Bär bläst makellos, Natter orgelt grandios

Kultur / 11.06.2024 • 15:12 Uhr
Natter Bär
Unter dem Motto “Barocke Pracht en suite” kam das Publikum in den Genuss eines außergewöhnlichen Konzertes. Maria Natter

Fantastischer Auftritt eines neuen Duos in Rankweil.

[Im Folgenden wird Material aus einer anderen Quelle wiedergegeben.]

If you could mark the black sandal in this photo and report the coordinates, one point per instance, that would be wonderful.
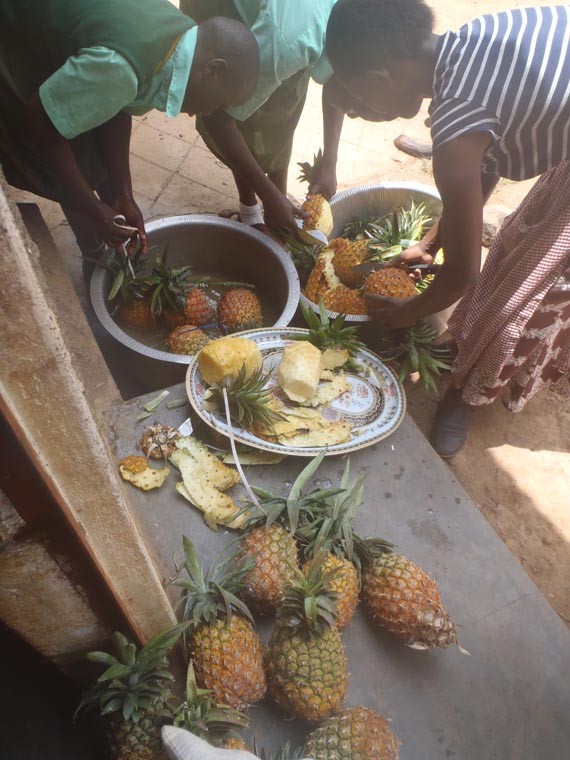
(450, 425)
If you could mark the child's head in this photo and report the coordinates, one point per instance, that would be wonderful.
(377, 49)
(225, 69)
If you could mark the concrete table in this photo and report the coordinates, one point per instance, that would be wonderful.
(509, 701)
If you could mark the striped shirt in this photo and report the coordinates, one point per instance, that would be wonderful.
(508, 74)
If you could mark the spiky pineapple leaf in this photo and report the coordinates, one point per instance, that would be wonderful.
(248, 399)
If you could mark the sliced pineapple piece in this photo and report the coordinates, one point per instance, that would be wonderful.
(300, 371)
(226, 356)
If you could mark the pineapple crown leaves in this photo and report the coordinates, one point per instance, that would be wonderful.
(327, 333)
(331, 527)
(308, 604)
(283, 753)
(168, 285)
(414, 348)
(308, 169)
(134, 678)
(248, 399)
(294, 509)
(129, 282)
(200, 714)
(207, 598)
(403, 226)
(369, 549)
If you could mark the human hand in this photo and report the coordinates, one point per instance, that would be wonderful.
(391, 313)
(127, 206)
(280, 214)
(324, 181)
(415, 254)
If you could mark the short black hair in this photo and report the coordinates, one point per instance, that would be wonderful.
(367, 35)
(233, 41)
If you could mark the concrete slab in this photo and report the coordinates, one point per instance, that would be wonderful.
(508, 701)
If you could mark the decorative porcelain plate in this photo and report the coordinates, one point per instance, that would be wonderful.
(374, 405)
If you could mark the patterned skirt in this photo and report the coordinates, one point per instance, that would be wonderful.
(513, 328)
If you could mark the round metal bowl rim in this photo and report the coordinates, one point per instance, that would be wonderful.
(99, 298)
(413, 186)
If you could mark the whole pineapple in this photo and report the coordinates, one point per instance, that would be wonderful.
(270, 541)
(389, 282)
(186, 339)
(403, 598)
(354, 733)
(347, 255)
(316, 207)
(133, 695)
(344, 300)
(239, 309)
(129, 290)
(322, 278)
(198, 308)
(306, 664)
(168, 287)
(200, 714)
(330, 532)
(222, 643)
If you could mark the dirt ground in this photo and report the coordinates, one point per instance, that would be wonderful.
(515, 467)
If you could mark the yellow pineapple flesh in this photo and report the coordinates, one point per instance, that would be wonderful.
(318, 214)
(402, 598)
(390, 283)
(345, 300)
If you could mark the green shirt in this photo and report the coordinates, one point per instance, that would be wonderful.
(95, 84)
(291, 38)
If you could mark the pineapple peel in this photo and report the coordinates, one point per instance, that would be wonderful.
(204, 480)
(146, 479)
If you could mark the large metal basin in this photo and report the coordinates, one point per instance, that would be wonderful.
(377, 200)
(231, 250)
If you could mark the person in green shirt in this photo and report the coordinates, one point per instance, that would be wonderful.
(72, 74)
(255, 139)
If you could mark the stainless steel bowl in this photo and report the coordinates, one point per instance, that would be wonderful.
(204, 241)
(376, 200)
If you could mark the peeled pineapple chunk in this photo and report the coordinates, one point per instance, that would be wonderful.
(335, 357)
(226, 356)
(146, 479)
(300, 371)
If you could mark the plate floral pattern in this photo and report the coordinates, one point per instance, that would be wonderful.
(374, 405)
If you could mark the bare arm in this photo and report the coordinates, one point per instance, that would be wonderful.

Rankweil Unter dem Titel „Barocke Pracht en suite“ kam das Publikum in der gutgefüllten Rankweiler Basilika am letzten Sonntag in den Genuss eines exzeptionellen Konzertes. Ursprünglich hätte der renommierte Trompeter Jürgen Ellensohn auftreten sollen, der absagen musste. Dass Bernhard Bär eingesprungen ist, jahrelang Solotrompeter beim Brucknerorchester und Professor an der Linzer Musikuniversität und jetzt wieder in Vorarlberg freischaffend tätig, erwies sich als ausgesprochener Glücksfall. Und für Jürgen Natter, den Ausnahmeorganisten und genialen Improvisator, der auch als Dirigent, Chorleiter und Organisator eine fixe Größe im Vorarlberger Musikleben war, wurde der Abend nach vierjähriger Auftrittspause zu einem großartigen Comeback.

Natter Bär
Berhard Bär und Jürgen Natter. Maria Natter

Wem das Wetter und die Weltlage aufs Gemüt drückten, der war schon nach den ersten kraftvollen Tönen wie neugeboren. In Telemanns „Vier heroischen Märschen“ überzeugten der volle, runde, bis in die Spitzentöne makellose Klang von Bärs Piccolotrompete ebenso wie Natters schwungvolles, klar akzentuiertes Spiel und fantasievolle Registrierung (er registrierte alles selbst). Besonders gelungen „Die Liebe“: Bär griff zum tieferen Flügelhorn, die Orgel formte mit dem schnarrenden Krummhorn einen humoristischen Kontrast. Wundersam tröstlich und beseelt dann Bachs Choralvorspiel „Schmücke dich, o liebe Seele“, bei dem der Organist mit abwechslungsreich registrierten konzertierenden Mittelstimmen und dem durchgehenden Puls des Pedals das Publikum geradezu in Trance versetzte. In Bachs „Jesus bleibet meine Freude“ verschmolzen die weichen Trompetenlinien mit der lebhaft verspielten Orgelbegleitung zu einem einzigen harmonischen Fluss.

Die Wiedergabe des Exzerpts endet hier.